FAIR MUSINGS AND AMUSINGS: Of course, we all have the late, great “outsider art” hero Henry Darger on the brain this week, given that the prized indie-punkstress band Vivian Girls – named after Darger’s imaginary subspecies (superspecies?) – landed at Muddy Waters on Monday. But Darger-consciousness made a surprise visit at “Munchkinland,” as well. That is, the so-renamed main Earl Warren exhibition hall, where the Santa Barbara Fair & Expo splayed its kitschy goodness all over the blessed showground property, under this year’s thematic umbrella of “The Land of Ahhhhs.”

There, standing sentinel, were life-sized and larger-than-life-sized figures of Dorothy, the Tin Man, and three Munchkins, strangely taller than the other non-munchkins, and painted in a enchantingly crude, clearly Darger-inspired style.
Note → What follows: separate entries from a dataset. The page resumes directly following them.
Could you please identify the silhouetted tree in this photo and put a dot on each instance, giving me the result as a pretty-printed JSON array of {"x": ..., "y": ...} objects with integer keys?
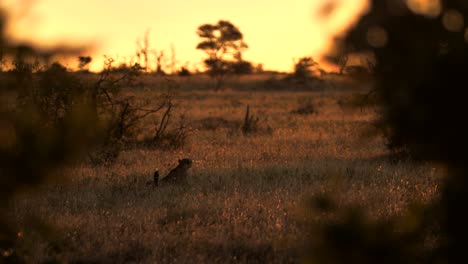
[
  {"x": 420, "y": 78},
  {"x": 242, "y": 67},
  {"x": 303, "y": 70},
  {"x": 218, "y": 41},
  {"x": 184, "y": 71},
  {"x": 83, "y": 62}
]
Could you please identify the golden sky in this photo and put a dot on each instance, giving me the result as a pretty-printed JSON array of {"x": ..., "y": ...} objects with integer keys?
[{"x": 276, "y": 31}]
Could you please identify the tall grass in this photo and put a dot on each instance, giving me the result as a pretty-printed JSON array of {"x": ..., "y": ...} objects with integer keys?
[{"x": 247, "y": 197}]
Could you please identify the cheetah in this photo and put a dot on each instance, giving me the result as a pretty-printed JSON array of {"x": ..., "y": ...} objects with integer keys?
[{"x": 178, "y": 175}]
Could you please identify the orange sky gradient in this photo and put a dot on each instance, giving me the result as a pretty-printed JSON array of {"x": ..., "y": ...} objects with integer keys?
[{"x": 276, "y": 31}]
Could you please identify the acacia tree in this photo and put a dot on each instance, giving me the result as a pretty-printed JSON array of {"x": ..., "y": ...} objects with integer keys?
[{"x": 223, "y": 43}]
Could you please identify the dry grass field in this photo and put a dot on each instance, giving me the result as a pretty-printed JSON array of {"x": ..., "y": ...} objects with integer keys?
[{"x": 247, "y": 197}]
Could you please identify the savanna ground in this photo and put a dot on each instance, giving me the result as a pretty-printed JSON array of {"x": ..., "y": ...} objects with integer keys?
[{"x": 248, "y": 196}]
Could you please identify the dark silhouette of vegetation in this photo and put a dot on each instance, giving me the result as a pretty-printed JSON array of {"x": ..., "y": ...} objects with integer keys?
[
  {"x": 420, "y": 75},
  {"x": 37, "y": 137},
  {"x": 184, "y": 72},
  {"x": 84, "y": 62},
  {"x": 305, "y": 72},
  {"x": 220, "y": 41}
]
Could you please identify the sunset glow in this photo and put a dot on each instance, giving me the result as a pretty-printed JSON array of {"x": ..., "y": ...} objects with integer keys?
[{"x": 276, "y": 31}]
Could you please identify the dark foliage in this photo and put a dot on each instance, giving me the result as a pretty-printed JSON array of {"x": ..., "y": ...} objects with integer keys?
[
  {"x": 420, "y": 77},
  {"x": 223, "y": 43}
]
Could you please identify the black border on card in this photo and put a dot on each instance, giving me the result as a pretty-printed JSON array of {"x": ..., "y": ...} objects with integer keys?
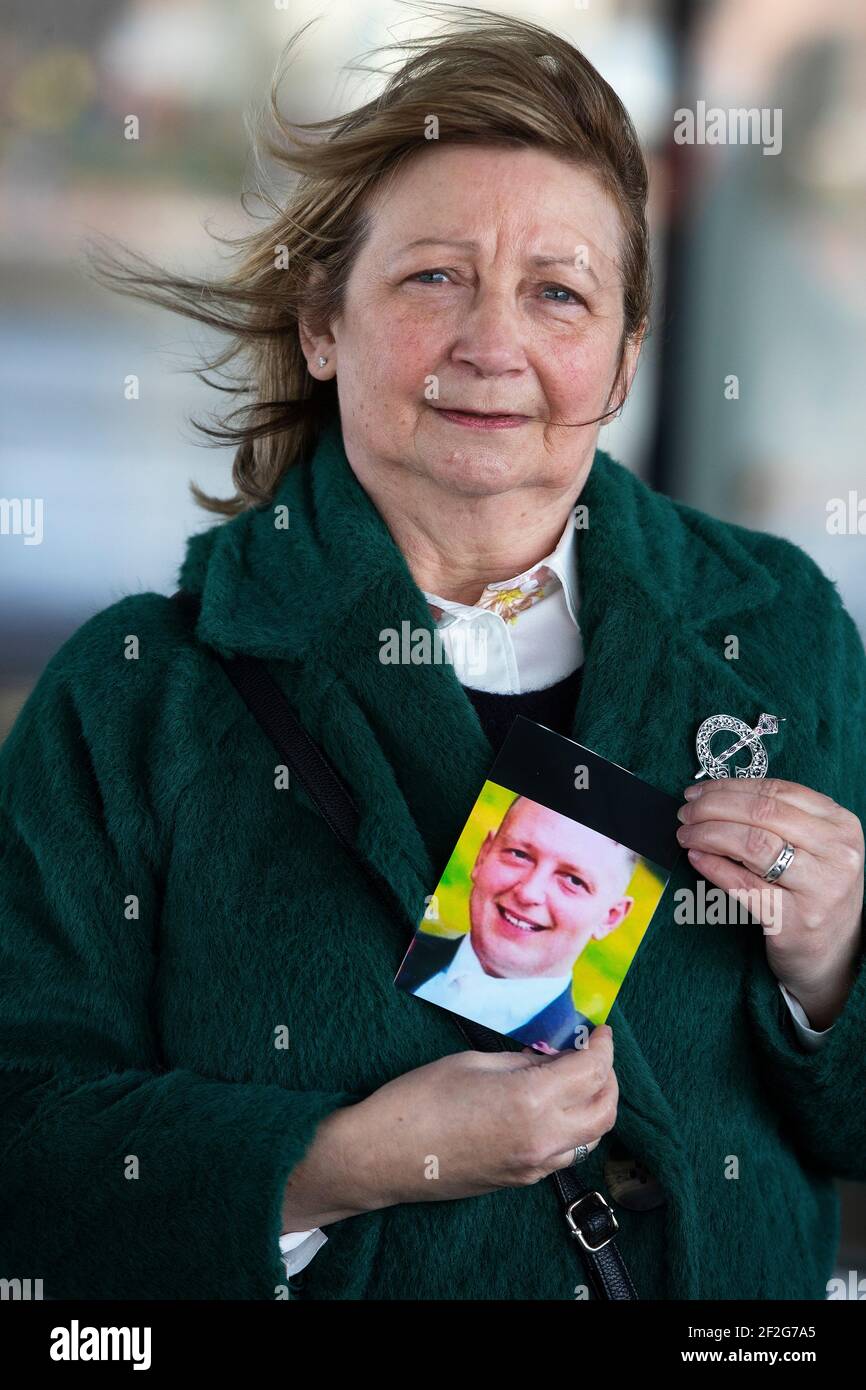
[{"x": 537, "y": 762}]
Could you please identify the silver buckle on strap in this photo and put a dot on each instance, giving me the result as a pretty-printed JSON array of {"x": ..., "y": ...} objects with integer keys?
[{"x": 576, "y": 1229}]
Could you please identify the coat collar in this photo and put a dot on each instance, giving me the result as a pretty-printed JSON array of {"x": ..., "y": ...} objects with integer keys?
[
  {"x": 281, "y": 592},
  {"x": 316, "y": 578}
]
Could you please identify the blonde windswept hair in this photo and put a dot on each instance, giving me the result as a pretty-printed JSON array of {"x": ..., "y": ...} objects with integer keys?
[{"x": 488, "y": 79}]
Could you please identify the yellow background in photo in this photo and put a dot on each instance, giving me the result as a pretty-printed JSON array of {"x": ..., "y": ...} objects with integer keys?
[{"x": 601, "y": 968}]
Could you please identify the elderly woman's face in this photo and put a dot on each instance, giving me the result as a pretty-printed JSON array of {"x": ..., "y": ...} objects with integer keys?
[{"x": 484, "y": 310}]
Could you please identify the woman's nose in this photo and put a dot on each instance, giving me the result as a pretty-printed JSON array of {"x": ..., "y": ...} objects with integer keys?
[{"x": 491, "y": 337}]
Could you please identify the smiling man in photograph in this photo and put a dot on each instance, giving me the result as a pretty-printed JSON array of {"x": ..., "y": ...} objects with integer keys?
[{"x": 542, "y": 887}]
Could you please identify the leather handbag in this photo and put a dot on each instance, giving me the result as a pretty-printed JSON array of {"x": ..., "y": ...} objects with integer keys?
[{"x": 588, "y": 1216}]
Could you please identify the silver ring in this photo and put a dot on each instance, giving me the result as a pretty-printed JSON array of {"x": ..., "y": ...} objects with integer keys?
[{"x": 779, "y": 865}]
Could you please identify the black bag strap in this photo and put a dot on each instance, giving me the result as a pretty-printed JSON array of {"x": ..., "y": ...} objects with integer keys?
[{"x": 588, "y": 1216}]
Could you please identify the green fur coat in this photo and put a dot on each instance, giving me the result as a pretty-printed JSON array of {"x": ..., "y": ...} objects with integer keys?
[{"x": 171, "y": 916}]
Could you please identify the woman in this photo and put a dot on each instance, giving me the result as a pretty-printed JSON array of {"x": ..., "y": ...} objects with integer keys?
[{"x": 210, "y": 1080}]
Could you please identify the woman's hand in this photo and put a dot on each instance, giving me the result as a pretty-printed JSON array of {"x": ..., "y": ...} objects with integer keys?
[
  {"x": 460, "y": 1126},
  {"x": 813, "y": 913}
]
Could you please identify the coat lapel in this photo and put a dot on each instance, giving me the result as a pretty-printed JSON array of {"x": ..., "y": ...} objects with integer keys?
[{"x": 660, "y": 590}]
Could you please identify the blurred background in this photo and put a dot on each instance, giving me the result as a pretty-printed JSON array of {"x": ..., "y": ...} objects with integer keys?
[{"x": 749, "y": 399}]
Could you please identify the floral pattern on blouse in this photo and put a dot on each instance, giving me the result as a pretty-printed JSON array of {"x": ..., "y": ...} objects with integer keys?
[{"x": 513, "y": 597}]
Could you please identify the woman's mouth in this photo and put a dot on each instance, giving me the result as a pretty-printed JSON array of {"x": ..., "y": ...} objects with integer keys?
[
  {"x": 517, "y": 922},
  {"x": 478, "y": 420}
]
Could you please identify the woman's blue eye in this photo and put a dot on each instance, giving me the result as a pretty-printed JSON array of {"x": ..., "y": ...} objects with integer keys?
[{"x": 560, "y": 289}]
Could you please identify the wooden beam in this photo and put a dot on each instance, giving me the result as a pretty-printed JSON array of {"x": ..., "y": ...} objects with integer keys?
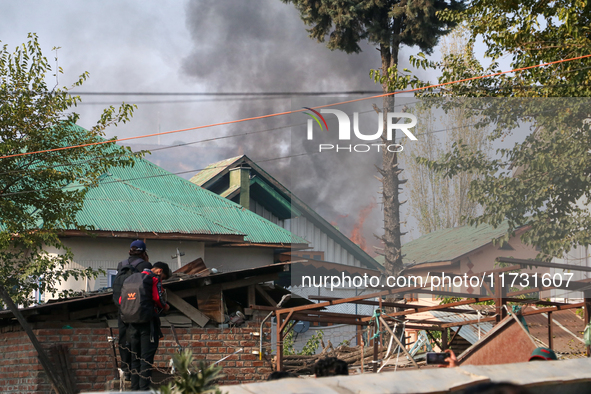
[
  {"x": 433, "y": 339},
  {"x": 543, "y": 264},
  {"x": 469, "y": 322},
  {"x": 187, "y": 309},
  {"x": 253, "y": 280},
  {"x": 534, "y": 312},
  {"x": 550, "y": 339},
  {"x": 151, "y": 235},
  {"x": 436, "y": 307},
  {"x": 391, "y": 304},
  {"x": 398, "y": 342},
  {"x": 454, "y": 336}
]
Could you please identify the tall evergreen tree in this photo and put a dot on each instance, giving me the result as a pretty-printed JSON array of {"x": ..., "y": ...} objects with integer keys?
[{"x": 388, "y": 24}]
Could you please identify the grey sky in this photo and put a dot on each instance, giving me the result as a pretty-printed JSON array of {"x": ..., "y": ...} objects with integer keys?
[{"x": 196, "y": 46}]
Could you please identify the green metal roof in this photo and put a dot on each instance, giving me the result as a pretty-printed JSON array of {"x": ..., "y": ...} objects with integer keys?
[
  {"x": 448, "y": 244},
  {"x": 176, "y": 191},
  {"x": 215, "y": 171},
  {"x": 118, "y": 206}
]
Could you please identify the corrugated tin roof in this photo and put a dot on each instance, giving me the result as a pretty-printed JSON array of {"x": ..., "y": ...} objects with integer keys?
[
  {"x": 297, "y": 205},
  {"x": 468, "y": 332},
  {"x": 166, "y": 186},
  {"x": 118, "y": 206},
  {"x": 567, "y": 332},
  {"x": 448, "y": 244},
  {"x": 544, "y": 376}
]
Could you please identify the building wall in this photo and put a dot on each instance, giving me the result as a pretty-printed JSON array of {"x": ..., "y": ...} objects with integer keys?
[
  {"x": 106, "y": 253},
  {"x": 91, "y": 356},
  {"x": 320, "y": 241}
]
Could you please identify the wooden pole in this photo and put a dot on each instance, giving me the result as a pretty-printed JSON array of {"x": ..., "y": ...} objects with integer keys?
[
  {"x": 587, "y": 295},
  {"x": 375, "y": 348},
  {"x": 54, "y": 378},
  {"x": 398, "y": 342},
  {"x": 279, "y": 361}
]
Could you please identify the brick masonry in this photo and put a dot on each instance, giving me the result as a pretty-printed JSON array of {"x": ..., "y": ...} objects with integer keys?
[{"x": 91, "y": 355}]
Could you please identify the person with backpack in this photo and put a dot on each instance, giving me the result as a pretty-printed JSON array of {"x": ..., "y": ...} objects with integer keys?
[
  {"x": 142, "y": 301},
  {"x": 138, "y": 261}
]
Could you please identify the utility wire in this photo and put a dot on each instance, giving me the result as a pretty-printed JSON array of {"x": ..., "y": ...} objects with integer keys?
[
  {"x": 193, "y": 170},
  {"x": 300, "y": 110},
  {"x": 37, "y": 168}
]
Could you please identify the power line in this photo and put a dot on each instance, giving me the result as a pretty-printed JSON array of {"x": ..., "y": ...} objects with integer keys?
[
  {"x": 228, "y": 94},
  {"x": 301, "y": 110},
  {"x": 178, "y": 145},
  {"x": 197, "y": 169}
]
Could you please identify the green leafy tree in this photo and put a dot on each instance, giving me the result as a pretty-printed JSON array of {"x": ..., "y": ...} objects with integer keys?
[
  {"x": 191, "y": 381},
  {"x": 543, "y": 182},
  {"x": 436, "y": 201},
  {"x": 389, "y": 24},
  {"x": 41, "y": 193}
]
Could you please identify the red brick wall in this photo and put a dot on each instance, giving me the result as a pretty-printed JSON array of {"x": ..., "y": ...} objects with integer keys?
[{"x": 91, "y": 356}]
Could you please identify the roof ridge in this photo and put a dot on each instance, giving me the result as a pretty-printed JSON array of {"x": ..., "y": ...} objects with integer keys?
[{"x": 229, "y": 204}]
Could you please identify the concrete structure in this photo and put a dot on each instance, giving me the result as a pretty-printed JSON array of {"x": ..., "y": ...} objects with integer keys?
[{"x": 173, "y": 216}]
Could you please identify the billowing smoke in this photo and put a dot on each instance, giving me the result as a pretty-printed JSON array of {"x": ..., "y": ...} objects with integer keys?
[{"x": 263, "y": 46}]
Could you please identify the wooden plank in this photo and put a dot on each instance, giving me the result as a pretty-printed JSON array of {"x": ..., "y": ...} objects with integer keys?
[
  {"x": 547, "y": 264},
  {"x": 187, "y": 309},
  {"x": 211, "y": 305},
  {"x": 265, "y": 295},
  {"x": 193, "y": 267},
  {"x": 251, "y": 295}
]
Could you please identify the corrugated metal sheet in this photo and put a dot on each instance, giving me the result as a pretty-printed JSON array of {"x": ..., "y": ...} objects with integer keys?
[
  {"x": 310, "y": 226},
  {"x": 118, "y": 206},
  {"x": 567, "y": 376},
  {"x": 448, "y": 244},
  {"x": 121, "y": 201},
  {"x": 567, "y": 334},
  {"x": 468, "y": 332}
]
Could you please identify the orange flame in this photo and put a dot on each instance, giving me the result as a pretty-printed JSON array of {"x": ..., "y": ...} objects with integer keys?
[{"x": 356, "y": 233}]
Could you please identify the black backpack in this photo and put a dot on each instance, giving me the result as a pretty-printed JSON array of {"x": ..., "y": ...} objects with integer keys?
[
  {"x": 136, "y": 304},
  {"x": 127, "y": 269}
]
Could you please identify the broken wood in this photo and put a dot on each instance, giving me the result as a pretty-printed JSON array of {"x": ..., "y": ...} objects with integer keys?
[{"x": 187, "y": 309}]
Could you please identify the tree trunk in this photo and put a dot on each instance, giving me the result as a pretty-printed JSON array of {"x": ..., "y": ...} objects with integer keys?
[{"x": 390, "y": 173}]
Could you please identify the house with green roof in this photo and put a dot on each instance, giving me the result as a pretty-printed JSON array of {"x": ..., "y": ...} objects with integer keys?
[
  {"x": 178, "y": 220},
  {"x": 461, "y": 250},
  {"x": 241, "y": 180}
]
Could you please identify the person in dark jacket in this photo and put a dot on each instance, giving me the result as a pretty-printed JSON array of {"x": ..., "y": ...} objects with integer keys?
[
  {"x": 139, "y": 260},
  {"x": 145, "y": 335}
]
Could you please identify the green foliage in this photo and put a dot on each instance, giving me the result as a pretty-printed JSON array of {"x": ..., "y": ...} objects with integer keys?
[
  {"x": 309, "y": 348},
  {"x": 41, "y": 193},
  {"x": 389, "y": 22},
  {"x": 530, "y": 33},
  {"x": 191, "y": 381},
  {"x": 543, "y": 184}
]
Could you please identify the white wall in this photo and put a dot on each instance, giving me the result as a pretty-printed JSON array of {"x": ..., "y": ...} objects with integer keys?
[
  {"x": 105, "y": 253},
  {"x": 320, "y": 241},
  {"x": 237, "y": 258}
]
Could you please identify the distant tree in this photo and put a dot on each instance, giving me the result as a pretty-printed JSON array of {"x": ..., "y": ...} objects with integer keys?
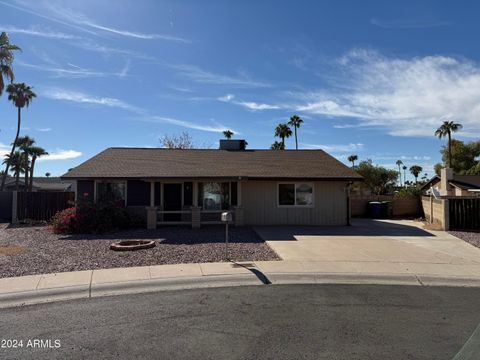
[
  {"x": 377, "y": 178},
  {"x": 415, "y": 170},
  {"x": 295, "y": 121},
  {"x": 228, "y": 134},
  {"x": 182, "y": 141},
  {"x": 35, "y": 152},
  {"x": 399, "y": 164},
  {"x": 465, "y": 156},
  {"x": 21, "y": 95},
  {"x": 282, "y": 131},
  {"x": 352, "y": 159},
  {"x": 277, "y": 146},
  {"x": 24, "y": 144},
  {"x": 446, "y": 130},
  {"x": 6, "y": 60}
]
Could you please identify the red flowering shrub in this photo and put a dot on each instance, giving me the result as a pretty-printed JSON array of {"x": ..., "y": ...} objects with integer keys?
[
  {"x": 89, "y": 218},
  {"x": 65, "y": 222}
]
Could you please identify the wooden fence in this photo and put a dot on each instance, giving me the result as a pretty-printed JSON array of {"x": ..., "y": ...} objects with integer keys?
[
  {"x": 42, "y": 205},
  {"x": 464, "y": 213}
]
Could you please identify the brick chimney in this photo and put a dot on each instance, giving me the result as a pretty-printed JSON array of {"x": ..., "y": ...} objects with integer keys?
[
  {"x": 234, "y": 145},
  {"x": 446, "y": 174}
]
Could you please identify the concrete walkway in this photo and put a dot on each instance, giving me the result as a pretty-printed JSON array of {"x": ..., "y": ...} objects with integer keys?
[{"x": 370, "y": 252}]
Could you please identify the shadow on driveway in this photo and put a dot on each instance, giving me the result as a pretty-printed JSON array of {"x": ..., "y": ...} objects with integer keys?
[{"x": 359, "y": 227}]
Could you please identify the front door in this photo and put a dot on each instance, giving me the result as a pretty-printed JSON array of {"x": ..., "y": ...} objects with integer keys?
[{"x": 172, "y": 201}]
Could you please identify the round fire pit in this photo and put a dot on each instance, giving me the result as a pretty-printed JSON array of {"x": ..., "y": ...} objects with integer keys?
[{"x": 131, "y": 245}]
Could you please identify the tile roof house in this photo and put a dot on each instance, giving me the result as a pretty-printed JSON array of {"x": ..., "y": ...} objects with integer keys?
[
  {"x": 259, "y": 187},
  {"x": 449, "y": 184}
]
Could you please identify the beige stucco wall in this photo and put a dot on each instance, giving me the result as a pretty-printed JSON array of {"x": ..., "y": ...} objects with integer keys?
[
  {"x": 437, "y": 205},
  {"x": 259, "y": 200}
]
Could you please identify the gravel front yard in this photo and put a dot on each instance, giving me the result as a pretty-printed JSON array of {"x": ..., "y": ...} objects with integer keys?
[
  {"x": 470, "y": 237},
  {"x": 35, "y": 250}
]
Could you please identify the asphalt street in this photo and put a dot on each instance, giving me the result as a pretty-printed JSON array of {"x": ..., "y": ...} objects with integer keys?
[{"x": 257, "y": 322}]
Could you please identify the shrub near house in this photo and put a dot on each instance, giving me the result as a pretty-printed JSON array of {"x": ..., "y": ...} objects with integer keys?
[{"x": 89, "y": 218}]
Well, “clearly” to some of us anyway.

A visit to the fair means many things to many different folks, and it can be a real “$ Hoover” experience, especially when children are lured into money-spending temptation (and that’s all for the good: we were once there). For us, it meant a stop at the hypnotist show, then racing over to the All-Alaskan Pig Races, a look-see and smell at the actual livestock animals, and back to Warren Hall, where the photos, art, crafts and cooked goods were on view, and lollygagging around “Muchkinland.”

One can’t help but ponder the continuity and the wonder of the Fair & Expo (not the official Santa Barbara Country Fair, for the record: that’s in Santa Maria in summer) and this invaluable showground property. Warren Hall is also the site where the Santa Barbara Blues Society has hosted many a world-class blues artist. Munchkinland, the vernacularly architectural fried-egg style hall, where a large, Dorothy and Toto-toting balloon sat as an anchoring force in the center, is also where the wild colors of the recent “Good Vibes” rave (by any other name) transformed the room in a totally different way.

To anyone who would dare to suggest Earl Warren Showgrounds is a funky relic worthy of demolishing and/or developing into a soulless mini-mall or other modern abomination… a pox on them. It’s a local treasure, year after year, season after season, purpose after purpose.

PHILHARMONIC CONVERGENCE: It’s always a happy day (evening, rather) when the LA Phil circus comes to town. Although it’s just a doable two-hour drive down to this great orchestra’s acoustically-blessed home turf of Disney Hall in downtown LA, the orchestra’s annual trips up the coast to visit us have become a ritual of Southern Californian solidarity, a provincial link to a global phenom. In a tradition going back to the early 20th century, the LA Phil – playing the Granada on Saturday – is the most regular, recurring entity in the roster of CAMA, itself a piece of west coast cultural history and our much-valued window on the outside world, classically speaking.

This is the band which the great conductor (and, not to forget, composer) Esa-Pekka Salonen honed into a world class ensemble, sharper in performance and broader and more current-oriented, during his nearly twenty years at that helm. Now, young and undeniably charismatic firebrand Gustavo Dudamel, paying his first local visit as the LA Phil maestro on Saturday, has turned the orchestra into a sensation at the box office, as well. They often fill houses at home, and the Granada visit is sold-out affair. On tap: double dose of Brahms, and Dutilleux.

A KINDER KINDA SHREDDING: Carl Verheyen has put in epic portions of time and musical energy into becoming one of those instrumental voices in the public ear, as a longtime session guy lending guitaristic wisdom and craft into film, TV, record dates, and wherever first-call studio guitar is called for. He has also been the guitar chair-man for Supertramp for 25 years, but meanwhile also pursuing his own solo work on the side. It’s that mode which finds hi, and the blues-rock-country-fusoid Carl Verheyen Band, appearing at the Lobero on Friday. He is a shredder, to be sure, but one with kinder gentler musicality in his pocket and heart.